When scraping the web one sometimes comes across data being hardcoded in JS snippets. One could be using regular expressions or naive string operations to extract it. However, it is also possible to parse JavaScript code into Abstract Syntax Tree to extract the hardcoded data in a more structured way than by using simple string processing. Let us go through couple of examples.
Suppose you were scraping some site and came across to JS code similar to following example from Meta developer portal:
FB.ui({
method: 'share',
href: 'https://developers.facebook.com/docs/'
}, function(response){});
We want to extract the URL that is being shared. Putting this snippet into AST Explorer converts it to AST that we can look into.
We can see that each key-value pair in JS object is represented by ObjectProperty
node
with method
boolean property being false. Key is represented by Identifier
node and
value (in this case) is represented by a StringLiteral
). This informs us how to write
Node.JS script based on Babel to dig out the URL being shared:
const fs = require("fs");
const parser = require("@babel/parser");
const traverse = require("@babel/traverse").default;
let js = fs.readFileSync("fb_example.js", "utf-8");
const ast = parser.parse(js);
var url = null;
traverse(ast, {
ObjectProperty: function(path) {
if (!path.node.method && path.node.key.name == "href") {
url = path.node.value.value;
}
}
});
console.log(url);
If there was more key-value pairs that were interested in it would be fairly trivial to update the code accordingly.
Another form of hardcoded data you may run across is the one that is almost-JSON:
var data = [
{
"tags": [
"change",
"deep-thoughts",
"thinking",
"world"
],
"author": {
"name": "Albert Einstein",
"goodreads_link": "/author/show/9810.Albert_Einstein",
"slug": "Albert-Einstein"
},
"text": "\u201cThe world as we have created it is a process of our thinking. It cannot be changed without changing our thinking.\u201d"
},
{
"tags": [
"abilities",
"choices"
],
"author": {
"name": "J.K. Rowling",
"goodreads_link": "/author/show/1077326.J_K_Rowling",
"slug": "J-K-Rowling"
},
"text": "\u201cIt is our choices, Harry, that show what we truly are, far more than our abilities.\u201d"
},
See: http://quotes.toscrape.com/js/
Once again, let us investigate the AST through AST Explorer web app.
Screenshot 4 Screenshot 5 Screenshot 6
Each member of data
array is represented by ObjectExpression
. Under each ObjectExpression
node,
there’s ObjectProperty
for each key-value pair.
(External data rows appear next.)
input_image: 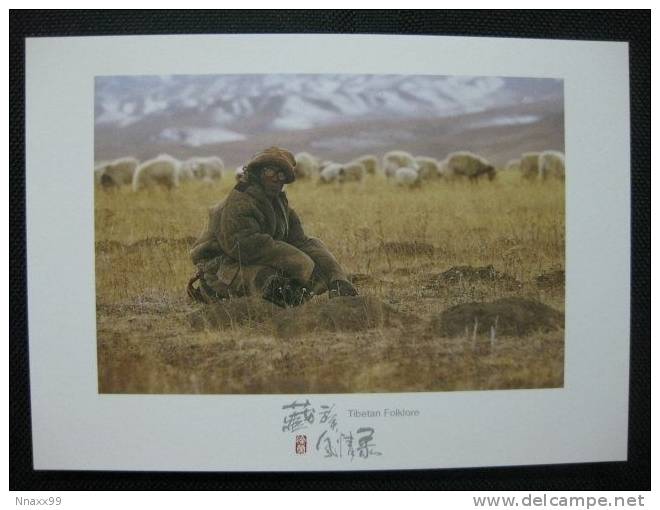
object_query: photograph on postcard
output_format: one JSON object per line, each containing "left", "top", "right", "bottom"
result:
{"left": 94, "top": 73, "right": 565, "bottom": 394}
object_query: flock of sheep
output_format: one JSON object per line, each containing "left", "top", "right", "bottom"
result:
{"left": 94, "top": 149, "right": 565, "bottom": 191}
{"left": 302, "top": 150, "right": 497, "bottom": 186}
{"left": 294, "top": 149, "right": 564, "bottom": 186}
{"left": 94, "top": 154, "right": 224, "bottom": 191}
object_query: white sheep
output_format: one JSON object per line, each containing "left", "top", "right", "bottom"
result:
{"left": 341, "top": 161, "right": 366, "bottom": 182}
{"left": 383, "top": 150, "right": 418, "bottom": 177}
{"left": 440, "top": 151, "right": 496, "bottom": 181}
{"left": 318, "top": 160, "right": 340, "bottom": 179}
{"left": 520, "top": 152, "right": 541, "bottom": 179}
{"left": 183, "top": 156, "right": 224, "bottom": 181}
{"left": 177, "top": 161, "right": 196, "bottom": 183}
{"left": 352, "top": 154, "right": 379, "bottom": 176}
{"left": 394, "top": 167, "right": 420, "bottom": 187}
{"left": 539, "top": 150, "right": 565, "bottom": 180}
{"left": 415, "top": 156, "right": 441, "bottom": 180}
{"left": 95, "top": 156, "right": 139, "bottom": 187}
{"left": 94, "top": 161, "right": 108, "bottom": 186}
{"left": 132, "top": 154, "right": 182, "bottom": 191}
{"left": 318, "top": 163, "right": 344, "bottom": 184}
{"left": 294, "top": 152, "right": 321, "bottom": 180}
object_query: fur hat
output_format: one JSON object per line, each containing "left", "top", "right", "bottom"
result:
{"left": 245, "top": 146, "right": 297, "bottom": 184}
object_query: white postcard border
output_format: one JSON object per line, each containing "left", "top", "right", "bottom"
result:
{"left": 25, "top": 34, "right": 630, "bottom": 471}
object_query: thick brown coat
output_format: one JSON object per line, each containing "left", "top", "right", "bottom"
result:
{"left": 191, "top": 182, "right": 346, "bottom": 291}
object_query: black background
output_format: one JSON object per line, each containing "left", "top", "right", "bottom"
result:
{"left": 10, "top": 10, "right": 650, "bottom": 490}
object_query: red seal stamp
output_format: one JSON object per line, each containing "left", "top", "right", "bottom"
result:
{"left": 295, "top": 435, "right": 307, "bottom": 455}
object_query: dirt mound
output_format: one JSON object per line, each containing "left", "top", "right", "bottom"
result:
{"left": 535, "top": 269, "right": 565, "bottom": 290}
{"left": 379, "top": 241, "right": 435, "bottom": 257}
{"left": 272, "top": 295, "right": 415, "bottom": 338}
{"left": 187, "top": 297, "right": 278, "bottom": 330}
{"left": 422, "top": 265, "right": 521, "bottom": 292}
{"left": 430, "top": 297, "right": 564, "bottom": 337}
{"left": 187, "top": 295, "right": 416, "bottom": 337}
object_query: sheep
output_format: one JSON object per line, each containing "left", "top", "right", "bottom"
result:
{"left": 318, "top": 161, "right": 366, "bottom": 184}
{"left": 341, "top": 161, "right": 366, "bottom": 182}
{"left": 394, "top": 167, "right": 420, "bottom": 187}
{"left": 539, "top": 150, "right": 565, "bottom": 180}
{"left": 132, "top": 154, "right": 181, "bottom": 191}
{"left": 520, "top": 152, "right": 541, "bottom": 179}
{"left": 95, "top": 156, "right": 139, "bottom": 187}
{"left": 352, "top": 154, "right": 379, "bottom": 176}
{"left": 440, "top": 151, "right": 496, "bottom": 181}
{"left": 183, "top": 156, "right": 224, "bottom": 181}
{"left": 415, "top": 156, "right": 441, "bottom": 180}
{"left": 294, "top": 152, "right": 321, "bottom": 180}
{"left": 94, "top": 162, "right": 108, "bottom": 186}
{"left": 318, "top": 163, "right": 344, "bottom": 184}
{"left": 383, "top": 150, "right": 418, "bottom": 177}
{"left": 318, "top": 160, "right": 341, "bottom": 178}
{"left": 177, "top": 161, "right": 196, "bottom": 183}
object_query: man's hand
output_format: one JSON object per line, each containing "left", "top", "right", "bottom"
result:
{"left": 262, "top": 275, "right": 313, "bottom": 308}
{"left": 328, "top": 279, "right": 359, "bottom": 298}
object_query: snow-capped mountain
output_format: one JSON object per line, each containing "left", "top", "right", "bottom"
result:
{"left": 96, "top": 75, "right": 561, "bottom": 136}
{"left": 94, "top": 74, "right": 563, "bottom": 166}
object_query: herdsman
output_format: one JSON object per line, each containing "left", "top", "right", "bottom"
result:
{"left": 188, "top": 146, "right": 358, "bottom": 307}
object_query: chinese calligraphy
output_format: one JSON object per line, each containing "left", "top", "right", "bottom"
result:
{"left": 282, "top": 400, "right": 382, "bottom": 460}
{"left": 281, "top": 399, "right": 315, "bottom": 432}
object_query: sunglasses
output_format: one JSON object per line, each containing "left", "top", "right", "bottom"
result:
{"left": 263, "top": 167, "right": 288, "bottom": 182}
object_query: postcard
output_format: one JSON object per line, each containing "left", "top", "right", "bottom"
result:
{"left": 25, "top": 34, "right": 630, "bottom": 470}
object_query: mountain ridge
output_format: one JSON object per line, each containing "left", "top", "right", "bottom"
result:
{"left": 94, "top": 74, "right": 564, "bottom": 167}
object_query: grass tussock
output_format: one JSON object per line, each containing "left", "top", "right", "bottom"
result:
{"left": 96, "top": 171, "right": 565, "bottom": 394}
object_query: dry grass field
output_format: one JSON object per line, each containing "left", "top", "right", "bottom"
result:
{"left": 95, "top": 170, "right": 565, "bottom": 394}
This is similar to previous example now, except that
key is represented by StringLiteral
node and value is not necessarily represented as StringLiteral
due to nestedness of the structure. For example, list of tags is represented by ArrayExpression
that has StringLiteral
s as child nodes.
To keep things short and up to the point, we will save the above JS snippet to a file and process it from there.
const fs = require("fs");
const parser = require("@babel/parser");
const traverse = require("@babel/traverse").default;
let js = fs.readFileSync("quotes.js", "utf-8");
const ast = parser.parse(js);
var rows = [];
traverse(ast, {
ArrayExpression: function(path) {
let arrayNode = path.node;
for (idx = 0; idx < arrayNode.elements.length; idx++) {
let node = arrayNode.elements[idx];
var row = {};
if (node.properties === undefined)
continue;
for (i = 0; i < node.properties.length; i++) {
let property = node.properties[i];
if (property.key.value == "text") {
row["text"] = property.value.value;
} else if (property.key.value == "author") {
let author_properties = property.value.properties;
for (j = 0; j < author_properties.length; j++) {
let author_property = author_properties[j];
if (author_property.key.value == "name") {
row["author_name"] = author_property.value.value;
}
}
}
}
rows.push(row);
}
}
});
console.log(rows);
In this case we match our visitor function to ArrayExpression
as it’s the only node of this type
in the code being processed. Then we go iterate across ArrayExpression
node children that represent
elements in the array - each of them is ObjectExpression
. Each of these is treated as subtree that
correspond to a row of data we want to extract - author name and quote text for each quote. These
pieces of data are being extracted by going deeper down the subtree.